Chasing the dream

Smith finds alternative path to farm ownership

ANTIGO, Wis. – Sometimes life does not proceed on the planned path, and that is a lesson 24-year-old Corrin Smith of Antigo has been learning.
“I have always been invested in my family’s dairy farm,” Smith said. “I have always been out here working with my dad, learning from him. I have always known I wanted to dairy farm.”
Smith’s plan had been to take over her family’s 50-cow Langlade County dairy farm near Antigo this year. The current state of the economy and commodity markets have given Smith cause to look at other ways to pursue her dream.
Rising input costs, inflation and market volatility have all worked together to create an atmosphere of uncertainty for Smith and her parents.  
“We decided to take another course,” Smith said. “That for the time being I would continue as an employee of my parents, working to earn capital and equity, rather than taking on a large amount of debt to purchase the farm from my parents.”
Smith said that while her parents are supportive of her ambitions, they required her to leave the farm for a while following high school graduation.
“I worked as a herdsman on a large dairy farm for over two years,” Smith said. “I learned a lot doing that, and I learned that I definitely wanted to dairy farm on my own.”
Smith has also held non-agricultural jobs, which have all further cemented her desire to dairy farm.
“I have worked as a certified nursing assistant, and I have worked in a factory,” Smith said. “I was miserable. I love the cows. The animals are what really make me want to farm. I love caring for them; they are just my thing.”
Smith said her factory job was what made her decide to pursue ownership of the farm.
“I worked in the factory for six months,” Smith said. “I was on my feet in one spot eight hours a day. You couldn’t listen to music; the days just drug on. I love that no two days are the same on a dairy farm. You are always doing something new and different each day.”
Throughout her life, Smith has been building her own herd of cattle; she now owns 23 total head, including five milking-aged cows.
“I work weekends on another farm to earn extra money, and I have been buying excess heifer calves from them,” Smith said. “I am able to be building up my own herd slowly rather than having to make a big capital investment buying cows when the time comes for me to finally take over.”

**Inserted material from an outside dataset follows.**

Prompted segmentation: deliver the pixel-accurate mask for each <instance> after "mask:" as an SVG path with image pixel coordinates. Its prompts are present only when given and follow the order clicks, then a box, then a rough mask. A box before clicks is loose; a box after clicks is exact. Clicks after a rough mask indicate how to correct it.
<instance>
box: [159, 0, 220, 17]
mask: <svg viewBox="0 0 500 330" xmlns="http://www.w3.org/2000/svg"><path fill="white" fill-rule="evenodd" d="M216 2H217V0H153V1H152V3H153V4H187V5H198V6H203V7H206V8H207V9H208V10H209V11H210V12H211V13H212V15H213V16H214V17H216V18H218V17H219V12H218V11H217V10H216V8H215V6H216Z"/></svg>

Smith and her parents are planning for her to begin renting the farm in January 2023 and purchasing the cattle she needs from her father.

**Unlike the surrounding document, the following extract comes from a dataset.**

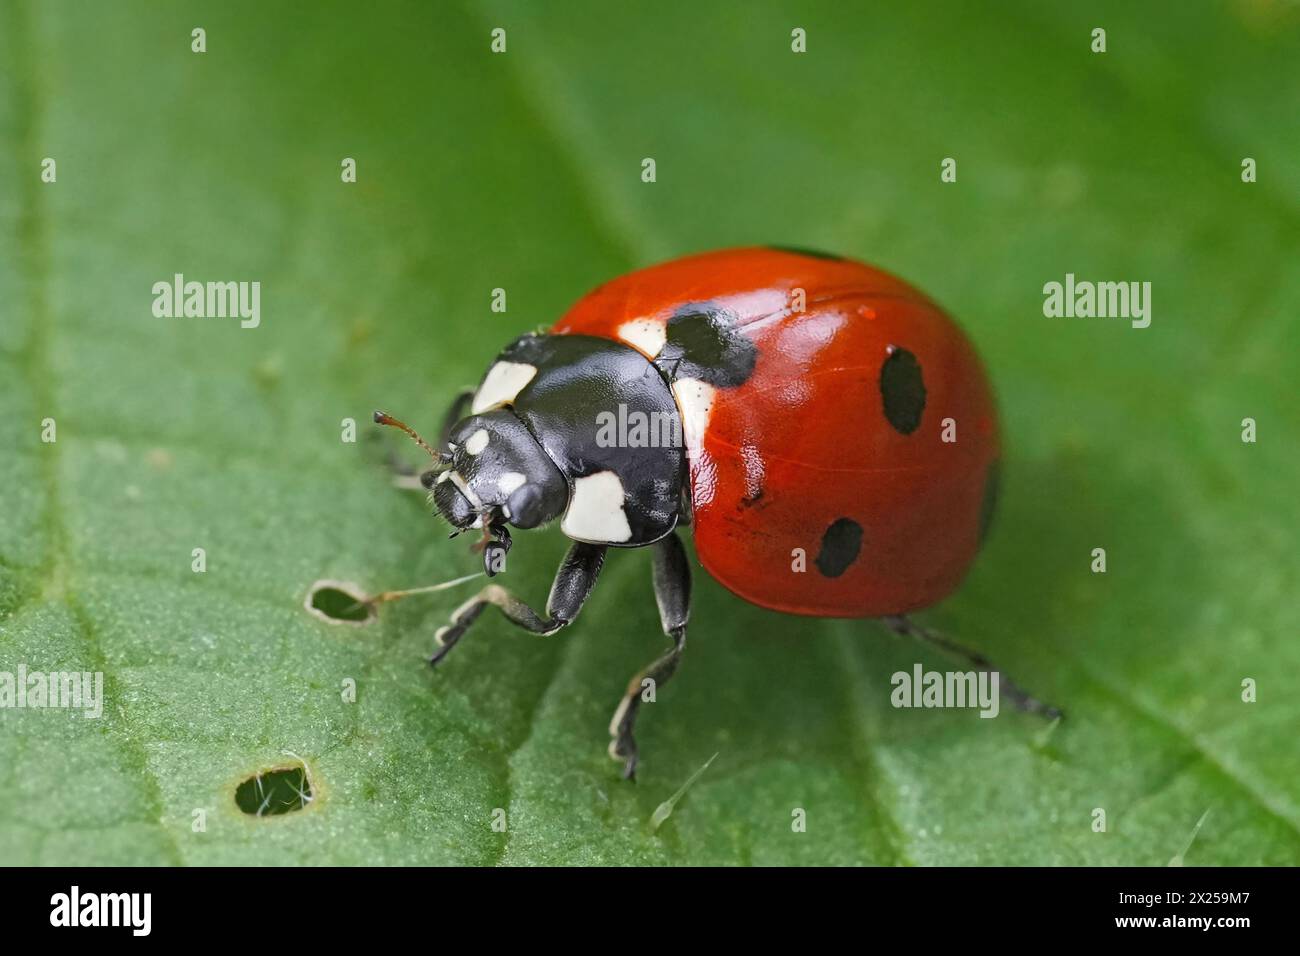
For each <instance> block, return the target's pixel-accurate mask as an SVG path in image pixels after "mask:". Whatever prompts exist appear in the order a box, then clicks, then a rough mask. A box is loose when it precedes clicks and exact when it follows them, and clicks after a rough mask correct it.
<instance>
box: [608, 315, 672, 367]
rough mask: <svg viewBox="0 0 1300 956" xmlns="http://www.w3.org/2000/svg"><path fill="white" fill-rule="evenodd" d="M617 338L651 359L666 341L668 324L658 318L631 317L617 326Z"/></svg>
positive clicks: (662, 349)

Despite the setbacks she has faced to becoming the fifth generation of her family to own and run the farm, Smith continues to look toward the future.
“One of the first things I want to do is move away from using bulls and begin using more A.I.,” Smith said. “It is really a safety thing, since I am the one doing most of the work with the cattle.”
Smith also plans to incorporate high-moisture corn into the ration, planting enough corn to meet the herd’s projected needs. She also hopes to invest in total mixed ration equipment to change the way the herd is currently fed.
Smith said that within a year or so of taking over the farm, she hopes to be milking closer to 100 cows in the existing 78-stall tiestall barn.
“My goal is that if I am still dairy farming in five years, I would like to get a robot or two,” Smith said. “That is a way that I can milk enough cows to be profitable without having the increased labor needs and costs. Having robots would free up my time to focus on other jobs that need my attention rather than spending so much time milking each day.”
Smith credits her open-mindedness with keeping her positivity up during these times when her future might seem rather uncertain.
“I am open to change; things don’t always stay the same,” Smith said. “I like to read and research, to learn how others do things, because maybe I will learn something from them that will benefit me.”
Smith hopes that with a few pivots in her original plan to own her family’s farm, she can eventually achieve her goal.
“Sometimes it gets difficult to hold out hope, but I am never going to give up,” Smith said. “I will continue to fight for my dream rather than give up when I am halfway there.”